Reference	https://www.mdpi.com/2218-273X/10/10/1460
Institute	National Cancer Center
Contributors	Ken Asada, Ryuji Hamamoto

Name	PathoGN
Description	Upon input of mutation information and gene relationship networks, this gadget presents information such as the pathogenicity of the mutation and the predicted relevant genes present in the biomolecular network. This is a novel method implemented as an extension of kGCN.
Reference
Institute	Kyoto University
Contributors	Ryosuke Kojima, Yasushi Okuno

Name	INGOR
Description	INGOR is an implementation of a Bayesian network estimation algorithm. When provided with measured biomolecular profiles, it creates a causal network between biomolecules such as genes and proteins. This gadget can be used to elucidate intermolecular regulatory causal mechanisms and to search for new drug target candidates.
Reference	https://ytlab.jp/clinfo/ingor/tutorialja.html
Institute	Kyoto University
Contributors	Yoshinori Tamada, Yasushi Okuno

Name	INGOR ECv
Description	Given a measured biomolecular profile and a Bayesian network estimated with INGOR, INGOR ECv outputs the edge contribution value (ECv) for each branch in the network and the partial network extracted using this value. This tool is for academic use only.
Reference	https://doi.org/10.1038/s41598-021-02394-w
Institute	Kyoto University
Contributors	Nakazawa, M.A., Tamada, Y., Tanaka, Y., Ikeguchi, M., Higashihara, K., Okuno, Y.

Name	INGOR RC
Description	When the measured biomolecular profiles and the Bayesian network estimated by INGOR are input to INGOR RC, it will output the relative contribution value (RC) for each branch needed to visualize the network for each sample. This tool is for academic use only.
Reference	https://doi.org/10.1038/s41598-021-90556-1
Institute	Kyoto University
Contributors	Tanaka, Y., Higashihara, K., Nakazawa, M.A., Yamashita, F., Tamada, Y., Okuno, Y.

Name	INGOR Network
Description	Based on the measured biomolecular profiles, this Bayesian network estimation algorithm provides results of stratification and grouping of samples based on causal networks, ECv, and networks among biomolecules such as genes and proteins. It can be used for elucidating intermolecular regulatory causal mechanisms, searching for novel drug target candidates, and patient stratification. This tool is for academic use only.
Reference
Institute	Kyoto University
Contributors	Yoshinori Tamada, Yasushi Okuno

Name	TargetMine
Description	A data warehouse that integrates more than 30 public data sources widely used internationally to support early drug discovery research, especially in target discovery, enabling efficient knowledge discovery.
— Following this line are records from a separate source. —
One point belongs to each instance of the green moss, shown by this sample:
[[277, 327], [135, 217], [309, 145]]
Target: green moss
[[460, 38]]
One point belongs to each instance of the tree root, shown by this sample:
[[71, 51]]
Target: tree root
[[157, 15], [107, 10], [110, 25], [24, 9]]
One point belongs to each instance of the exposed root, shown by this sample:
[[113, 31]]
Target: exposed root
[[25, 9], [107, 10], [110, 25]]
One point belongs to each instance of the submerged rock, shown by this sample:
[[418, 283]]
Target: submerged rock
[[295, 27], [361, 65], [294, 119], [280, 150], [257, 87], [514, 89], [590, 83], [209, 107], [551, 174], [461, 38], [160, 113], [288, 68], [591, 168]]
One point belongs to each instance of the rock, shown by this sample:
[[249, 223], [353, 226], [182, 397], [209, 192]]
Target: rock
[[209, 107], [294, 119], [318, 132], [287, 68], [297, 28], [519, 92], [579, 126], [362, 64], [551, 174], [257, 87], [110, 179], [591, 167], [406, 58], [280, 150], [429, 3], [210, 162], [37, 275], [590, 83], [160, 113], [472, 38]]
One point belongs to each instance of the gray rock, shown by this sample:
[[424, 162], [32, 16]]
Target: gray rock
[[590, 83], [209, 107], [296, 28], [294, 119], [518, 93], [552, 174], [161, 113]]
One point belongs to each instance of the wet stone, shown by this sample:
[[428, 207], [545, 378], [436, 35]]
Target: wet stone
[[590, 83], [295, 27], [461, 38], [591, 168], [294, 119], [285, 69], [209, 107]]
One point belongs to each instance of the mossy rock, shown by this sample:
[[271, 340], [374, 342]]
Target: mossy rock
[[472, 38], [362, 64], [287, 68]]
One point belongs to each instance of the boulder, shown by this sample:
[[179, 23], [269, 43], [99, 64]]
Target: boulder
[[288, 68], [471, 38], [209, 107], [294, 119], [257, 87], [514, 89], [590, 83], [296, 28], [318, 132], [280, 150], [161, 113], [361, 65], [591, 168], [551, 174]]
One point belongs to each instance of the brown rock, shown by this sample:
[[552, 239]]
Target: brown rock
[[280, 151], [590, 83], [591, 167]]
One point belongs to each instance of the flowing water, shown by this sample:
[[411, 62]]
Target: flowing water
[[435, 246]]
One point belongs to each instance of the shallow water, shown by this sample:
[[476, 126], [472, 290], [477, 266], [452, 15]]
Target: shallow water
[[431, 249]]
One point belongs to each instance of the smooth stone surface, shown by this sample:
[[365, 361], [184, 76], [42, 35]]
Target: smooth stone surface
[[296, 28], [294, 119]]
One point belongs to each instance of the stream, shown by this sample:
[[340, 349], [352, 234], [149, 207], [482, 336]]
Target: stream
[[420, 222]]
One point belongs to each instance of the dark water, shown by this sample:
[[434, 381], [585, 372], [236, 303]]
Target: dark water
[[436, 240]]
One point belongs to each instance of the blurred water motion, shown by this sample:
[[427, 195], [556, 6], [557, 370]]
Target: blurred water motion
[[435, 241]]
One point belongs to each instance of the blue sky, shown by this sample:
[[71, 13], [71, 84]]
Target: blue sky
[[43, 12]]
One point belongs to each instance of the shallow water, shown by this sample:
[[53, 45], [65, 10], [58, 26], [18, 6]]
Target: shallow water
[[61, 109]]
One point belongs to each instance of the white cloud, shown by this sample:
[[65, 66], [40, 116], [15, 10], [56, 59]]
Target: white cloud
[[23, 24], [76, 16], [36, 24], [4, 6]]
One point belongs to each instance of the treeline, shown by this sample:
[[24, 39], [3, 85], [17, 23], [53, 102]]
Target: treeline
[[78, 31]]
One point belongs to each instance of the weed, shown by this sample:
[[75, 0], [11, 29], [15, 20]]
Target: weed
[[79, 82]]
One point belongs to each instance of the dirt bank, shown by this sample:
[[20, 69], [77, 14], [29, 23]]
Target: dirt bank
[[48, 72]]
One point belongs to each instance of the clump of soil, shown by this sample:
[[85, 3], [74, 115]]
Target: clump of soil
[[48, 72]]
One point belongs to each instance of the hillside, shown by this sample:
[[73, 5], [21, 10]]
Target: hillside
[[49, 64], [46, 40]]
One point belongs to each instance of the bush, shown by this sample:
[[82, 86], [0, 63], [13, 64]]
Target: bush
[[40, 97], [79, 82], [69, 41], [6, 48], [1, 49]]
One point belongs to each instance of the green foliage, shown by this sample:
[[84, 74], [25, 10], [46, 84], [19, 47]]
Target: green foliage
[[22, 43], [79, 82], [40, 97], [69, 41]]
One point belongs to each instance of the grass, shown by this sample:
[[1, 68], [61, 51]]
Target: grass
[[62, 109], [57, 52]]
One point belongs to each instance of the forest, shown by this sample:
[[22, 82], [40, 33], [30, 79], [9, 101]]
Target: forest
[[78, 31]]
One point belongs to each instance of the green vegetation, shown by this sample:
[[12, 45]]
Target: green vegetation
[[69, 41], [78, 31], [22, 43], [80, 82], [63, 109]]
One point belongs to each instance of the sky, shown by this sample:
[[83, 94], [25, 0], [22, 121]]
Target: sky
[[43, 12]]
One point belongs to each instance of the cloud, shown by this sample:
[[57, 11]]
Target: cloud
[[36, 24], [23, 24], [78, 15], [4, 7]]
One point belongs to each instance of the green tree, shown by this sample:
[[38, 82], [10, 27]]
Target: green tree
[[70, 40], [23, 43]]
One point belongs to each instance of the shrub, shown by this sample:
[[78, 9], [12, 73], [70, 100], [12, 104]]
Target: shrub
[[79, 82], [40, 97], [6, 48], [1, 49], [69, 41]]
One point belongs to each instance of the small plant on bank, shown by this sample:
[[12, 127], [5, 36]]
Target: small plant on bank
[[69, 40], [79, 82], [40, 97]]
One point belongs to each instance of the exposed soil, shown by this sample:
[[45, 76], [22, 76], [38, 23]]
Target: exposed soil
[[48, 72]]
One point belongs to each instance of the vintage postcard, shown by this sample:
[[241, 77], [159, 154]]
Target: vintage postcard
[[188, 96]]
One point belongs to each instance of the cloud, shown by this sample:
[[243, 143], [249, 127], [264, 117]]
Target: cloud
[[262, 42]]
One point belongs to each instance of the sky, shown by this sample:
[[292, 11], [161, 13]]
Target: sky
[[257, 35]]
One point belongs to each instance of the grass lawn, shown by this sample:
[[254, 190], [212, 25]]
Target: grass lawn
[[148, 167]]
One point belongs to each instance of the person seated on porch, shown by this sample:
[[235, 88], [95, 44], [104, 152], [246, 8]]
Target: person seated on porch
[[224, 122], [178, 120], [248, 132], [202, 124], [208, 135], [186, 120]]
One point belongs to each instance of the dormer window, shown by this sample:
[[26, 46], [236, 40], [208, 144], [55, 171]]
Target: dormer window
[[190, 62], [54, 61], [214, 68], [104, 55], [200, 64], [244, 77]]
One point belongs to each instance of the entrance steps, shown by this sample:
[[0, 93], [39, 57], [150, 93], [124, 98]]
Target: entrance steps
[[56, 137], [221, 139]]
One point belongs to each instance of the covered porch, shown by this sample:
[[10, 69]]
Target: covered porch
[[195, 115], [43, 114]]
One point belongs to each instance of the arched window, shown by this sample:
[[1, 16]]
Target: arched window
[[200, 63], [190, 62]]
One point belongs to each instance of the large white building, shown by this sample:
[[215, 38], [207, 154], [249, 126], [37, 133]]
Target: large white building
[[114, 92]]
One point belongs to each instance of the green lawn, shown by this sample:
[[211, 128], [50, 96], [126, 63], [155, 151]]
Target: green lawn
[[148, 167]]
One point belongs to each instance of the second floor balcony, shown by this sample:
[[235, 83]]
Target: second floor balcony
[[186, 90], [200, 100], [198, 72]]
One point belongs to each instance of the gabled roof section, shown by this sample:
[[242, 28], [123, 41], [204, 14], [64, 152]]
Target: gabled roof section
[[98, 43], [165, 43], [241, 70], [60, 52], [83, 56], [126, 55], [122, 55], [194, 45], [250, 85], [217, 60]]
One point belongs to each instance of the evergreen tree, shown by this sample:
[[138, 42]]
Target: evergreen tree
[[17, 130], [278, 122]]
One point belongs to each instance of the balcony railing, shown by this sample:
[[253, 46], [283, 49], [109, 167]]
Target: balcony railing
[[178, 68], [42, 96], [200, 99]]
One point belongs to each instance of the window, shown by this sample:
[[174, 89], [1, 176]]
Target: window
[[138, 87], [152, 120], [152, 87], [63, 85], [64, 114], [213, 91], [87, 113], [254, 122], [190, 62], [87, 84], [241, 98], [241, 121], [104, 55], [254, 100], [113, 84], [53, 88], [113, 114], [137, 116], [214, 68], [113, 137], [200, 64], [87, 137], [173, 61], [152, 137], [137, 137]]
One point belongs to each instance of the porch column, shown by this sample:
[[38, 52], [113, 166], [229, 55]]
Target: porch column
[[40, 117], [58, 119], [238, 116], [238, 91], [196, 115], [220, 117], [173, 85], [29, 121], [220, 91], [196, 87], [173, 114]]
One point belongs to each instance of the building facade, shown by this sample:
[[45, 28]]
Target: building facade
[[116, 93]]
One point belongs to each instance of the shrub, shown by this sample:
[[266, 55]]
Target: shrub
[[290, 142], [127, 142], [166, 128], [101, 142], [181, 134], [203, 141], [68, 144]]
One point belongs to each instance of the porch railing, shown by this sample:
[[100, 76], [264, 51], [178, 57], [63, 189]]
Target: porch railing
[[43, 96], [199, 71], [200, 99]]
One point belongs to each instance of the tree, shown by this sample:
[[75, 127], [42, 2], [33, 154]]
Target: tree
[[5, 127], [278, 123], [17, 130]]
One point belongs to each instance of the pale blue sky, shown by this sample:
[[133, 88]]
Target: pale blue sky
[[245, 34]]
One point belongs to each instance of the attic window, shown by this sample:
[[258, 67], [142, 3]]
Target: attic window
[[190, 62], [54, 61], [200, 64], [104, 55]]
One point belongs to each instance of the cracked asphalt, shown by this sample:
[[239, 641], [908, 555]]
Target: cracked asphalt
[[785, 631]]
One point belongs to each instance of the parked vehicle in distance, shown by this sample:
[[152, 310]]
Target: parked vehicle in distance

TargetMine covers a wide range of data from genes, proteins, and pathways to 3D structures and interactions with compounds. Presently, the data incorporated in TargetMine is primarily focused on the most studied model organisms in the field of drug discovery: humans, rats, and mice.
Reference	https://doi.org/10.1093/bioinformatics/btac507
Institute	National Institutes of Biomedical Innovation, Health and Nutrition (NIBIOHN)
Contributors	Yi-An Chen, Kenji Mizuguchi

Data

There is no data available for release.